Rather than create new misdemeanors, states should take a page from statutory rape laws.
In a New York Times op-ed piece published today, Amy Adele Hasinoff, a professor of communication at the University of Colorado, Denver, amplifies the concern that reforms aimed at making the legal treatment of teenaged sexters less punitive could have the opposite effect. "Once they have the option of lesser penalties," Hasinoff writes, "prosecutors are more likely to press charges—not only against teenagers who distribute private images without permission, but also against those who sext consensually." In fact, more prosecution is the avowed goal of some legislators who sponsor sexting-specific bills.
Hasinoff, one of the experts I quoted in my post about Colorado's proposed reforms last week, agrees that it makes no sense to treat consensual nude images that teenagers share with each other as a kind of child pornography, which exposes them to the threat of felony charges and registration as sex offenders. "Though most prosecutors do not use these laws against consensual teenage sexters, some do," she says. "The University of New Hampshire's Crimes Against Children Research Center estimates that 7 percent of people arrested on suspicion of child pornography production in 2009 were teenagers who shared images with peers consensually." Robby Soave reports recent examples here, here, and here.
While about two dozen states have passed laws addressing this issue, the typical approach is to create a new misdemeanor offense for minors whose sexting violates the letter of bans on child pornography without victimizing anyone. But if there is no real victim, why treat this behavior as a crime at all? Hasinoff, author of Sexting Panic: Rethinking Criminalization, Privacy, and Consent (University of Illinois Press), argues that it would be better to emulate statutory rape laws by "exempting teenagers who are close in age and who consensually create, share or receive sexual images." In other words, if it is legal for two teenagers to have sex with each other, it should be legal for them to exchange nude selfies.

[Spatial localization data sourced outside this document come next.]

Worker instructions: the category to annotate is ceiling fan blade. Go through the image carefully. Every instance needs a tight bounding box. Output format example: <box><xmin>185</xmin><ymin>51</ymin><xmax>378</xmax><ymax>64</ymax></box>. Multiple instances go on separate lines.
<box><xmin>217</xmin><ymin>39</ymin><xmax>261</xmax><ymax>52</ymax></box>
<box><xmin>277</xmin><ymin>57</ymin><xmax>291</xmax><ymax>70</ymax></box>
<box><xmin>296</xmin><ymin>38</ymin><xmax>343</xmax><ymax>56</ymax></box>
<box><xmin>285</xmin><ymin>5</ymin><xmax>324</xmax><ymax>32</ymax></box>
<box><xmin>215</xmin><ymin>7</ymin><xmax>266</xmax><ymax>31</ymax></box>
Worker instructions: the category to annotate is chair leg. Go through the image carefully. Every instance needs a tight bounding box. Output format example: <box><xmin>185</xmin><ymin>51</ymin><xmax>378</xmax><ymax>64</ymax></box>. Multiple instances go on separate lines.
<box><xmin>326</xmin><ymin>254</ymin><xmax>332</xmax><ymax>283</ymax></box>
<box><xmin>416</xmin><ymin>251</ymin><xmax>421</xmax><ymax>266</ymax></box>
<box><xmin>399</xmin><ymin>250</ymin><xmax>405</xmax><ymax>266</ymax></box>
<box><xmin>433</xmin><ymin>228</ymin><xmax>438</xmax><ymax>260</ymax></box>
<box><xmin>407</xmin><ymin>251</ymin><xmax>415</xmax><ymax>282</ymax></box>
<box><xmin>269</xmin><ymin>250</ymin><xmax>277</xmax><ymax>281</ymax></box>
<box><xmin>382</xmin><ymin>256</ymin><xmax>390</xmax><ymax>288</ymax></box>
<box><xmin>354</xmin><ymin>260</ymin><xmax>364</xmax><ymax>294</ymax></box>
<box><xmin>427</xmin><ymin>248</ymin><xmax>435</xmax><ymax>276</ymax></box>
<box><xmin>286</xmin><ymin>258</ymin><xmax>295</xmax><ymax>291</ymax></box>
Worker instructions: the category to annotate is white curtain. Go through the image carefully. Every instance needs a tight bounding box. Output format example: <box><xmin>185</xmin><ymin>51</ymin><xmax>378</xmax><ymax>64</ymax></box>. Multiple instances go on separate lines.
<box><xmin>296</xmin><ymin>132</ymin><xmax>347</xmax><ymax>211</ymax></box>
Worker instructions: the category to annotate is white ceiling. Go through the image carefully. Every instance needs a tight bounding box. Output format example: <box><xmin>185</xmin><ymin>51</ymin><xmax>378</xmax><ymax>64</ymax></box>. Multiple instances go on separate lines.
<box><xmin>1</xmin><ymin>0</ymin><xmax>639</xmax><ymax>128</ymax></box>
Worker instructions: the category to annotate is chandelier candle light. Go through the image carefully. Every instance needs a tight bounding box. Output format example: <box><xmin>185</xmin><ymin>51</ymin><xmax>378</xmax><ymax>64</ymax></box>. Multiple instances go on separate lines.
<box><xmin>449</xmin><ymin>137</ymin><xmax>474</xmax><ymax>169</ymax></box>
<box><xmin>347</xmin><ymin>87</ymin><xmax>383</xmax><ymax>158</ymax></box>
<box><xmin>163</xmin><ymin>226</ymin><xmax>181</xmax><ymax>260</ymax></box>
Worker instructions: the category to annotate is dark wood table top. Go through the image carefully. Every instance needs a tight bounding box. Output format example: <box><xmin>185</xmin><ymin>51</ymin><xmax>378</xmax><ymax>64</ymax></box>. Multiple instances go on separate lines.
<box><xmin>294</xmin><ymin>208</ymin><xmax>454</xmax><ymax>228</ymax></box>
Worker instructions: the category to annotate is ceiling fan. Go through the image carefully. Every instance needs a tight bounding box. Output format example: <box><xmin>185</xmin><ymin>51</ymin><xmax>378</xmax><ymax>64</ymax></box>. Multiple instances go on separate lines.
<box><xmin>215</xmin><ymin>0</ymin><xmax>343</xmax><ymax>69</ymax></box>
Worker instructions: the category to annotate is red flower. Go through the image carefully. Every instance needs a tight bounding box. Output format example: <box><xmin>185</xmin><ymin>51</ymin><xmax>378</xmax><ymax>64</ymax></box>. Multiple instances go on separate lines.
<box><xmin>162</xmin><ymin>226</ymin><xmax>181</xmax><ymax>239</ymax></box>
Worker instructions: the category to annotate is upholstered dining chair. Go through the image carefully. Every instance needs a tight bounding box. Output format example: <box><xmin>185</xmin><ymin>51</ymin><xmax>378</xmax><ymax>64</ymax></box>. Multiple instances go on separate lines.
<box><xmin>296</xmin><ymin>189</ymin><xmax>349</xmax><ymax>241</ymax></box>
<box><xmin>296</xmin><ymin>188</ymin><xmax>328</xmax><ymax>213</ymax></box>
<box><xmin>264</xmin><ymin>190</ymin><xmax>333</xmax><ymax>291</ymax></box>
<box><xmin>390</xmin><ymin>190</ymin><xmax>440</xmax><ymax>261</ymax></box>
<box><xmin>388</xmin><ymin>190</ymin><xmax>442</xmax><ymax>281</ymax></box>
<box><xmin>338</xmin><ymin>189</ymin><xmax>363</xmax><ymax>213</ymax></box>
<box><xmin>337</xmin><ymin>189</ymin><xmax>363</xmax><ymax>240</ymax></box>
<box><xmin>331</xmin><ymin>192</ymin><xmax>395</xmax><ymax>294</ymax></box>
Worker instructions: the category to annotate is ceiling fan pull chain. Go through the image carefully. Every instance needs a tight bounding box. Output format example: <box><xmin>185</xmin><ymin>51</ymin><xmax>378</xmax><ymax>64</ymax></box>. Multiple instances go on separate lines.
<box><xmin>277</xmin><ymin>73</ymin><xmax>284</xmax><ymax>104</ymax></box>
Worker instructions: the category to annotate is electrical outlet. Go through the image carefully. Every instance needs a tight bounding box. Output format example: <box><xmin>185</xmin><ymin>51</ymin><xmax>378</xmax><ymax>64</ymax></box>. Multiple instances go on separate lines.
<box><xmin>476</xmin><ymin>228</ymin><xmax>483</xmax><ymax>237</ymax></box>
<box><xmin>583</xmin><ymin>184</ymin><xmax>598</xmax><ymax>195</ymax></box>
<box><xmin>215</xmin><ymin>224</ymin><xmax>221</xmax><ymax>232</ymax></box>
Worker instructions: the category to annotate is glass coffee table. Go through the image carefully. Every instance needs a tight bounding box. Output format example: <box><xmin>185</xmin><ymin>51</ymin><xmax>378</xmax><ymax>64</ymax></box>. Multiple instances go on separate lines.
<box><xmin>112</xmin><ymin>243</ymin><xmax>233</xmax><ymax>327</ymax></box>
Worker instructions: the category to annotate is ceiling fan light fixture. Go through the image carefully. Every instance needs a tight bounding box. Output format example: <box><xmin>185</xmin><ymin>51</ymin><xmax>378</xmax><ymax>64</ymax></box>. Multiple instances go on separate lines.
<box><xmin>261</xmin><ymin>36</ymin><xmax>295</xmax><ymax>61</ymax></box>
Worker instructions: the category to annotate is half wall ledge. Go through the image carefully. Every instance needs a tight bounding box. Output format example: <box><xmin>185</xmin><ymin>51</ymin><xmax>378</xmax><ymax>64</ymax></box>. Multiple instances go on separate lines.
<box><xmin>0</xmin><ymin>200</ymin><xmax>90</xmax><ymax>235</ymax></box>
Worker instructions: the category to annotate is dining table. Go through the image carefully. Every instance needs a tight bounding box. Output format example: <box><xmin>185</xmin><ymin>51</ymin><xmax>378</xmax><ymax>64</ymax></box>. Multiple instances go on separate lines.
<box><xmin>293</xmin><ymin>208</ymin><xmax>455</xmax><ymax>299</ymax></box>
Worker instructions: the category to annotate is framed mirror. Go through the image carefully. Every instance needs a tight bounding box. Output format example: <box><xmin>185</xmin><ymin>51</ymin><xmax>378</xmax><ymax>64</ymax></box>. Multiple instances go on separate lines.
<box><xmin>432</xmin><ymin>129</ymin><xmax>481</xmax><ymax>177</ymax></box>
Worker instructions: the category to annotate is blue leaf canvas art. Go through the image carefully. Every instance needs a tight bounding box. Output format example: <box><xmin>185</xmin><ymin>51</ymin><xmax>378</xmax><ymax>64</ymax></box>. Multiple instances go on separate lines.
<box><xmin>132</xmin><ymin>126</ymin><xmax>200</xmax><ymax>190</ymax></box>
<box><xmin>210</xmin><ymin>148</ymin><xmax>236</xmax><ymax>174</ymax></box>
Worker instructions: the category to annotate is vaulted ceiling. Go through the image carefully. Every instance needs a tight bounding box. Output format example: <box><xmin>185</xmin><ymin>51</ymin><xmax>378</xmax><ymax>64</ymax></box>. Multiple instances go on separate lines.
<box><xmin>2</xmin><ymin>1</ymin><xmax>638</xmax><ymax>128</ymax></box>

Hasinoff cites New Mexico's recent reform, which makes child pornography charges inapplicable to a teenager who receives a picture from a peer, as a step in the right direction, although "teenagers who create or share sexual images can still be convicted of child pornography production or distribution." New York, another state Hasinoff mentions, offers an alternative to criminal charges in cases involving images exchanged between people 20 or younger whose ages are no more than five years apart. In such cases, the "offenders" can avoid criminal charges by undergoing an eight-hour "education reform program" that covers the dangers of sexting and cyberbullying. But as in most states, felony charges are still allowed.
"Like any sexual act," Hasinoff writes, "consensual sexting is somewhat risky and requires trust, but it is not inherently harmful as long as partners respect each other's privacy and are attentive to consent. Studies have found that around 3 percent of Americans report that someone has distributed private sexual images without their permission, and around 10 percent of sexters report negative consequences. The risk of distribution is significantly higher among those who were coerced into sexting." Hasinoff argues that an indiscriminately punitive approach to sexting discourages true victims from coming forward because "teenagers know that if they report the incident they may be punished at school and possibly charged with the same offense as the perpetrator."